Tricolor Print: The colors on this postcard are so localized it almost appears to be hand colored but a closer look will reveal dots of red, yellow, and blue throughout. With no black key, dark values are created by overlapping red, blue, and yellow, but each of these hues is also used separately to render detail. The small palette used limited the retoucher’s hand, forcing him to choose detail over color, which causes each hue to visually dominate the areas in which it is most prevalent.
Fake Process Print: An attempt was made to render natural colors on this postcard with limited success. The detail below shows that while primary colors are used throughout in conjunction with a black halftone key, they still render fairly localized hues. Color placement on this card was obviously the work of a retoucher and not based on anything captured by a camera.
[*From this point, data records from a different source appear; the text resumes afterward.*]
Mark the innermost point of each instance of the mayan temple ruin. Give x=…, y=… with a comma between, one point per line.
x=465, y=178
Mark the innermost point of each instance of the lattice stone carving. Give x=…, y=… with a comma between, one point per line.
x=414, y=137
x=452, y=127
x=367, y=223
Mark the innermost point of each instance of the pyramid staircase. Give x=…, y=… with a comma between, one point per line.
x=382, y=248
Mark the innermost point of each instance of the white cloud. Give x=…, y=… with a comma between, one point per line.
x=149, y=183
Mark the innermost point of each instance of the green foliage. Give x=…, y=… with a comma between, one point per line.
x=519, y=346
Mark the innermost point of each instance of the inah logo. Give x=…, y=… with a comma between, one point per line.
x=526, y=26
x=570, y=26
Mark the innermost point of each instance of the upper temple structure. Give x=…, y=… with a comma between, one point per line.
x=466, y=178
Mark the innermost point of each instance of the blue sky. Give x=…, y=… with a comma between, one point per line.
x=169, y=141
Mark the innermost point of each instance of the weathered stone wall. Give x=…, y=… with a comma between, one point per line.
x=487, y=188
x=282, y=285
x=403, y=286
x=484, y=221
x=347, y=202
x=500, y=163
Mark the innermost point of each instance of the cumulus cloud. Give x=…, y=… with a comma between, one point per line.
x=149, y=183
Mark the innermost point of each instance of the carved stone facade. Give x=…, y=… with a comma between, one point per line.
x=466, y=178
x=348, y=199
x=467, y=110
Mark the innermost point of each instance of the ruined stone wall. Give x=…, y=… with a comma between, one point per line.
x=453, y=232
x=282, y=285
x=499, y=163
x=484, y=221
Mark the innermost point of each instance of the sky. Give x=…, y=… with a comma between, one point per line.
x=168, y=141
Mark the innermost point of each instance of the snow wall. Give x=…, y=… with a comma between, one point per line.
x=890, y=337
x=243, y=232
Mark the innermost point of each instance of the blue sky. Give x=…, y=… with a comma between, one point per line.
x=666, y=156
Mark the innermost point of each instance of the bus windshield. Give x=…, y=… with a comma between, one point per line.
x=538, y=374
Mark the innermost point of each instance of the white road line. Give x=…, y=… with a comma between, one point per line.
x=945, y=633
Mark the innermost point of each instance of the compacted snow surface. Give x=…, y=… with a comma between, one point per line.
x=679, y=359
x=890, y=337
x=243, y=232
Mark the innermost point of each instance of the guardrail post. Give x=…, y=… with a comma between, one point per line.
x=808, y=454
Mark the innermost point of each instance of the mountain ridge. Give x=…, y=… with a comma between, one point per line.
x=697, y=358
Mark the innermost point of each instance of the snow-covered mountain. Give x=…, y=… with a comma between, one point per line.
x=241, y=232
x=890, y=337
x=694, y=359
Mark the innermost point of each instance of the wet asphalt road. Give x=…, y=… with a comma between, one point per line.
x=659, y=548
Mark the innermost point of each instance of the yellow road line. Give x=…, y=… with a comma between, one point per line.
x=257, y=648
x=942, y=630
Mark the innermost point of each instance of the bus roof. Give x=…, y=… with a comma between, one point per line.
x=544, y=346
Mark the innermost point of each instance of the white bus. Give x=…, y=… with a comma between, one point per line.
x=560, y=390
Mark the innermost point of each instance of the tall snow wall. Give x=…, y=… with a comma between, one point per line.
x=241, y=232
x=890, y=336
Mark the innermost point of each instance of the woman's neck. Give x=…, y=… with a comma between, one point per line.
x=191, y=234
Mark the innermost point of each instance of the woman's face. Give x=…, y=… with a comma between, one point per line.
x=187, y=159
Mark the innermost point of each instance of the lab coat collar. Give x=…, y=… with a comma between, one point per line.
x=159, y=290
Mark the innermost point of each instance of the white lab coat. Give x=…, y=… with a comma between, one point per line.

Fake Process Print: The RYB colors on this postcard are all printed as small round dots. The black key however is printed with a much more open Euclidian halftone that completely ignores the underlying frequency patterns thus failing to become part of the rosette as normally found on process prints.
Tricolor Prints: Although the tricolor card above is promoted as a Process Color Scene, it employs a traditional palette of red, yellow, and blue. All its halftone screens are aligned to the same 45-degree rotation. While card below is promoted as a Natural Color Photograph, it is also printed in a tricolor palette of red, yellow and blue. Both cards are obviously photo based and attempt to reproduce natural color, but their wording is not in line with what is presented. Popular terms that caught the public’s attention were often placed on cards just to increase sales whether they were applicable or not. The newness of these techniques made them difficult to question.
Tricolor Prints: The tricolor card above was printed with a traditional palette of red, yellow, and blue. While it is a photo-based scene that makes some attempt to reproduce natural color, it has been so heavily retouched that colors become highly segregated. The photo-based postcard below was printed in process colors, but it to has been highly retouched to the point of becoming more stylized than real. In both cases retouchers defied the techniques ability to render natural color in favor of exaggerating color to entice customers.
Fake Process Print: Most of the colors on this lithographic postcard were applied through halftone dots in a standard 30-degree rotation, but additional solid areas of color were also printed to create stronger hues. A light blue is also printed in addition to a dark blue. Despite all the variables these elements might create, we can see from the detail below that it has only created a simple mixture of gradated tones and flat space.
Tricolor Gravure: Process printing was nearly always used in conduction with lithography, though this unusual example above was produced in rotogravure. The inherent grid in the rotogravure plate makes color rotation problematic though not impossible to achieve. To compensate, the three CYM colors were printed very lightly allowing the single pattern of the black key to dominate.
Fake Process Print: On this card line blocks were employed to print both red, yellow, blue, and black benday dots along with solid tones of the same hues. While this has created an intense color image it has also flattened out the space despite the addition of a photographic halftone key in black. There has been some attempt to rotate the line patterns, and while moire patterns are avoided, the more comfortable looking rosette is not perfectly formed. In the finer detail further below we can see black benday printed over what should be a solid blue but the ink squash is so great it has created random multiple toned patterns throughout.